Ö3-Moderatorin lästert über österreichische Musik

Elke Lichtenegger Ö3
Ö3-Moderatorin Elke Lichtenegger im Gespräch auf Okto TV.Screenshot: Youtube/austriakanal

Das Interview von Ö3-Mitarbeiterin Elke Lichtenegger auf Okto TV sorgt in den sozialen Netzwerken für Unmut. Der Ö3-Chef hat sich für die "Gedanken- und Respektlosigkeit" entschuldigt.

"So denkt man bei Ö3 über österreichische Musiker!", lautet der Titel eines Youtube-Videos, das aktuell für Aufregung sorgt. Es zeigt einen Ausschnitt eines Interviews mit Ö3-Moderatorin Elke Lichtenegger auf dem Sender Okto TV. Sie erzählt darin, dass sie die US-Band Imagine Dragons ("momentan mega-hipp") für eine "österreichische, vollkommen unbekannte Band" hielt, die "versucht, uns (Anm.: Ö3) ein Lied zu verkaufen, das wir aber nicht wollen, weil es wahrscheinlich ganz schlecht ist".

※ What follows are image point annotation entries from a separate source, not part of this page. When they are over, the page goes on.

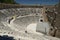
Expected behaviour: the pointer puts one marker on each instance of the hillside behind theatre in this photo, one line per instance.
(49, 14)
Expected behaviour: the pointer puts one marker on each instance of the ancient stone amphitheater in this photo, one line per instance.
(25, 24)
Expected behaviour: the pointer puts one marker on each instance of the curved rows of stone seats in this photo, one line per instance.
(2, 24)
(23, 22)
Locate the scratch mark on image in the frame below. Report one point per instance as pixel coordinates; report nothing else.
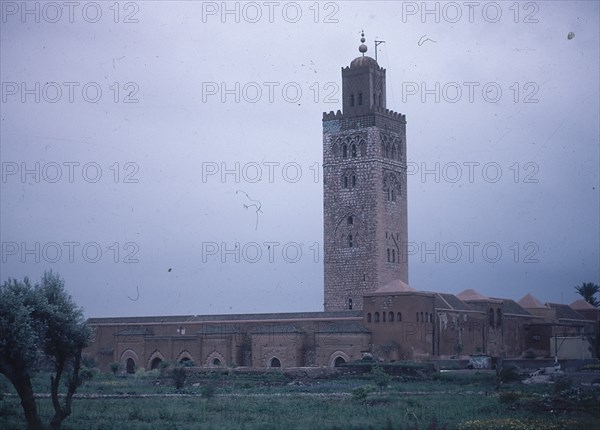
(252, 203)
(424, 39)
(138, 295)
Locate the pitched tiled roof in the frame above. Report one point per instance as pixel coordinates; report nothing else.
(395, 286)
(511, 307)
(451, 300)
(135, 331)
(140, 320)
(530, 302)
(582, 305)
(471, 294)
(341, 327)
(275, 329)
(565, 312)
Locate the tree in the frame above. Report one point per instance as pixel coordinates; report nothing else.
(588, 290)
(37, 323)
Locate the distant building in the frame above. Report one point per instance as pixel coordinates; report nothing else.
(369, 307)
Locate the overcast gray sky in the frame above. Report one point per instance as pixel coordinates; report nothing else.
(141, 142)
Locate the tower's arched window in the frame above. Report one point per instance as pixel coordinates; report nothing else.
(363, 148)
(130, 365)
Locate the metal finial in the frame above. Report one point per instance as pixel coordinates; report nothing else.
(362, 48)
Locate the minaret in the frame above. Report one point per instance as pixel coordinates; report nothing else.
(364, 189)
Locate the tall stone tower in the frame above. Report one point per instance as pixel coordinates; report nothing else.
(364, 189)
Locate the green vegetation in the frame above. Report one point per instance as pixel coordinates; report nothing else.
(40, 326)
(226, 399)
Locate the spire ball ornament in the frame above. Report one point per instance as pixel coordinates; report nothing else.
(362, 48)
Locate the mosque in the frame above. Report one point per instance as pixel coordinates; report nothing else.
(369, 307)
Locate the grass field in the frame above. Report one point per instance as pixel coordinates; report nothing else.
(227, 400)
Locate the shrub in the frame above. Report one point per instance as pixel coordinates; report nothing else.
(89, 361)
(381, 378)
(86, 374)
(208, 391)
(509, 397)
(360, 394)
(178, 375)
(562, 383)
(507, 374)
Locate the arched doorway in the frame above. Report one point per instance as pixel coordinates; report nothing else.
(130, 365)
(339, 361)
(155, 363)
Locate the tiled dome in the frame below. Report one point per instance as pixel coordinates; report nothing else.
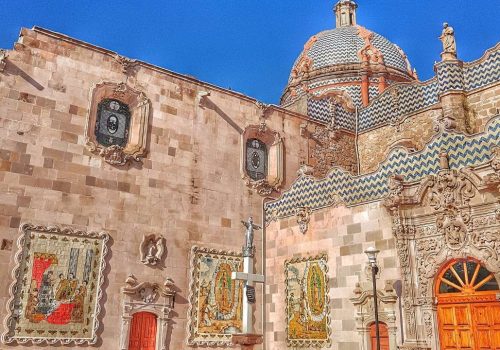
(341, 46)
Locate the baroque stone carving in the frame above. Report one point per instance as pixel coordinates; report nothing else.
(154, 298)
(152, 249)
(265, 155)
(449, 45)
(129, 66)
(303, 215)
(134, 145)
(3, 59)
(452, 223)
(364, 306)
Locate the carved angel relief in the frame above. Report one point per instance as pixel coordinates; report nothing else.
(152, 249)
(118, 122)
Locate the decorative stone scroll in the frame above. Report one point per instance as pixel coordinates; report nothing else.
(262, 159)
(450, 215)
(117, 123)
(215, 300)
(155, 298)
(152, 249)
(56, 293)
(307, 302)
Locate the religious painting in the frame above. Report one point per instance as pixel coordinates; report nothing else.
(307, 302)
(57, 288)
(215, 299)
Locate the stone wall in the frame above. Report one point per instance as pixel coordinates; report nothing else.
(482, 105)
(188, 187)
(413, 133)
(344, 234)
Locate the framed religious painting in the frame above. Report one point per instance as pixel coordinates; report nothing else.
(215, 301)
(307, 302)
(117, 123)
(57, 288)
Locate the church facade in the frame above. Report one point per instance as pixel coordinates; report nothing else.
(123, 187)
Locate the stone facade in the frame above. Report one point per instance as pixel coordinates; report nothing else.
(360, 154)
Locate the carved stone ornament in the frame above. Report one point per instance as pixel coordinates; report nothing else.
(262, 159)
(303, 215)
(3, 59)
(152, 249)
(364, 317)
(54, 299)
(154, 298)
(450, 215)
(117, 133)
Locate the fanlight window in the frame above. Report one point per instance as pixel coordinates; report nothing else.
(112, 123)
(466, 276)
(256, 162)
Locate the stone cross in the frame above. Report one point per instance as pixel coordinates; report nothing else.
(249, 278)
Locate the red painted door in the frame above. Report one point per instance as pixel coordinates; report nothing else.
(384, 336)
(143, 332)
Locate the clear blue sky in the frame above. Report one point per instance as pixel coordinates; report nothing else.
(250, 45)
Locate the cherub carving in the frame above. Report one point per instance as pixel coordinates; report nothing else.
(152, 249)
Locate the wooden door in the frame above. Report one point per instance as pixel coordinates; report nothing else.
(143, 332)
(468, 311)
(384, 336)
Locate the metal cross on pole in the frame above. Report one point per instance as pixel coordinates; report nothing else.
(248, 277)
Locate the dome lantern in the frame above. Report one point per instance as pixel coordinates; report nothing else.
(345, 13)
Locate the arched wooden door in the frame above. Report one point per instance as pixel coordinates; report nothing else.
(384, 336)
(468, 309)
(143, 332)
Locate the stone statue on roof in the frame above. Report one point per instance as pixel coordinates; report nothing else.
(448, 39)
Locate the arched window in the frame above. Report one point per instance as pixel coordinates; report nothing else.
(466, 276)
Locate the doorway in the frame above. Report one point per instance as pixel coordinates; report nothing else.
(143, 332)
(384, 336)
(468, 310)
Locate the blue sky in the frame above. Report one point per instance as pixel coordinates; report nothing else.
(250, 46)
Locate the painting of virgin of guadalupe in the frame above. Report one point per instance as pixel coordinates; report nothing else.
(57, 286)
(307, 305)
(215, 298)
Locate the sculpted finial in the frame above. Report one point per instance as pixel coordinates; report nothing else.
(449, 45)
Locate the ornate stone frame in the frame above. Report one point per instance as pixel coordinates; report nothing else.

Der offenkundig unprofessionelle Auftritt von Elke Lichtenegger löste eine Welle der Entrüstung in den sozialen Netzwerken aus. Kritisiert wird, dass die Ö3-Moderatorin offenbar nicht weiß, wie die Mitglieder der äußerst erfolgreichen US-Band Imagine Dragons aussehen, aber vor allem, dass sie despektierlich über österreichische Musiker spricht.

Ö3: Entschuldigung via Facebook

Am Dienstag hat sich Ö3-Chef Georg Spatt zu Wort gemeldet. Auf der offiziellen Facebook-Seite von Ö3 entschuldigt er sich für die in "diesem Interview augenscheinliche Gedanken- und Respektlosigkeit". Diese entspricht nicht der "Einstellung" des Radiosenders. "Ö3 denkt nicht so!", so Spatt abschließend.

Lichtenegger: Fehler sind passiert

Lichtenegger entschuldigte sich Dienstagmittag auf ihrer Facebookseite: "Es war nicht meine Intention Musiker, Musikschaffende oder Musikinteressierte zu beleidigen. So denke ich nicht als Privatperson und auch nicht als Ö3-Moderatorin. Es war ein Fehler, dieser Fehler ist mir passiert und dem stelle ich mich auch. Für alle, die ich mit dieser Aussage unbewusst angegriffen habe, möchte ich hiermit eine große Entschuldigung aussprechen".

Das offizielle Statement von Ö3:

Liebe Ö3-HörerInnen,
ich verstehe den Ärger und die Entrüstung über das Interview von Elke Lichtenegger. Es tut mir sehr leid, dass sich viele Musiker und Interessierte durch dieses Interview in ihrer kritischen Meinung gegenüber Ö3 bestätigt sehen. Ich entschuldige mich für die in diesem Interview augenscheinliche Gedanken- und Respektlosigkeit, die nicht der Einstellung von Ö3 und seiner Redaktionen entspricht. Selbstverständlich ist mir die kritische Einstellung vieler Interessierter zum Thema Österreichische Musik im Zusammenhang mit Ö3 bekannt und ich stehe dazu auch in einem ständigen, für viele leider unbefriedigendem Austausch. Und diese Diskussion muss auch fortgeführt werden und wir sind gefordert, bessere Bedingungen und eine Atmosphäre der Wertschätzung und des Miteinander zu schaffen. Und dieses Interview von Elke Lichtenegger hat leider, aus welchen unüberlegten Motiven auch immer, eine Verletzung der sowieso angespannten Gesprächssituation bewirkt, für die ich mich "nur" entschuldigen kann. "Nein", Ö3 denkt nicht so!